# How do you work out how many calculation per second a GPU can do?

The thing I'm finding difficult to come to terms with is float point opeartion?

A FLOP is one single operation on a floating point number. Floating point numbers are a way of representing decimal numbers in binary.

## Recommended Posts

Posted · Original PosterOP

I'm just curious to whether there is an easy way to calculate how many calculations per second a GPU can do, if it's possible even better would be how to calculate how many of those calculations per second can be utilized.

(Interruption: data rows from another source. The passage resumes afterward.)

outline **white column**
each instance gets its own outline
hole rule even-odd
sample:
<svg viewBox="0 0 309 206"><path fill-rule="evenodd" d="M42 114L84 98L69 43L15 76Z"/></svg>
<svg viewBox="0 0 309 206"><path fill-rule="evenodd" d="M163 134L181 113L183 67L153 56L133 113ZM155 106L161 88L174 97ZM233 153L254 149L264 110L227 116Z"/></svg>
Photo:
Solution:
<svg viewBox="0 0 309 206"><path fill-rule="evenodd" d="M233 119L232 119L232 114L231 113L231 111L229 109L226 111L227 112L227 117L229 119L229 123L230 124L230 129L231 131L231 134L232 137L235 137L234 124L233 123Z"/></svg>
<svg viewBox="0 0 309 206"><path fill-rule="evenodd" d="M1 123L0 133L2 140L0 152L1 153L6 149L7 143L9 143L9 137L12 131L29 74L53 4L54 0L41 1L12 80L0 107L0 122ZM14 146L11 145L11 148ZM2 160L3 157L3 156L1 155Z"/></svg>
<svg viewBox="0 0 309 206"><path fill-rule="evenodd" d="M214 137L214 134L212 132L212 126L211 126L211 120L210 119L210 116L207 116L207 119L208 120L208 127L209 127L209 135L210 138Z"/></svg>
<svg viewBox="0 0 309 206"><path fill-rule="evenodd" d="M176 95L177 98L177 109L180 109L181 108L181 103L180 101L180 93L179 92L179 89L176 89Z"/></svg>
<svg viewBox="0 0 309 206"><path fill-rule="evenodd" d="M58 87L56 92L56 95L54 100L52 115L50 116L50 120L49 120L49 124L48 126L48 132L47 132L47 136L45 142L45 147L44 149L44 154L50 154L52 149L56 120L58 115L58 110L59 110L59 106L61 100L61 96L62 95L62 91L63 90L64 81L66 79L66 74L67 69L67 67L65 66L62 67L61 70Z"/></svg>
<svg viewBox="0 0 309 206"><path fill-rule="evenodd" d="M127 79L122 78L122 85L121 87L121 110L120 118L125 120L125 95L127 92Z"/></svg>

| Cooler Master HAF 912 Plus | MSI P67A-G45 | i5 2500K @ 4.2GHz |  Coolermaster Hyper 212 Plus | EVGA GTX 670 FTW Edition 2GB | 8GB (2X4GB) Mushkin Blackline @ 1600MHz | 256GB OCZ Vertex 4 SSD | 1TB Western Digital Caviar Green | Corsair 600CX V2 | Windows 7 64-bit |

##### Share on other sites

Just a guess but I'd say it's the same with CPUs in terms of how many FLOPs it can perform.

In the case of a GTX680 (http://en.wikipedia.org/wiki/GeForce_600_Series#GeForce_600_.286xx.29_series) it can perform 3090.4 GFLOPS

“The value of a college education is not the learning of many facts but the training of the mind to think”

##### Share on other sites

1MHz = 1,000,000 calculations, so 1260MHz = 1,260,000,000 calculations

Available from 3pm to Midnight Eastern Time (GMT-5). (>'-')> <('-'<) ^(' - ')^ <('-'<) (>'-')> You can't stop the kirby dance.

4770k | Gigabyte GTX 970 Mini | Lian Li PC-TU100B | MSI Z87I 2x8GB G.Skill Sniper | Noctua NH-L9i Silverstone Strider 450W SFX | Windows 10 | 2x 250GB 840 Evo Rad 0 1x 1TB WD 2.5" | 25% gaming, 25% CAD and rendering, and 50% web browsing.
##### Share on other sites

1MHz = 1,000,000 calculations, so 1260MHz = 1,260,000,000 calculations

Depends actually: http://en.wikipedia.org/wiki/FLOPS#Computing

“The value of a college education is not the learning of many facts but the training of the mind to think”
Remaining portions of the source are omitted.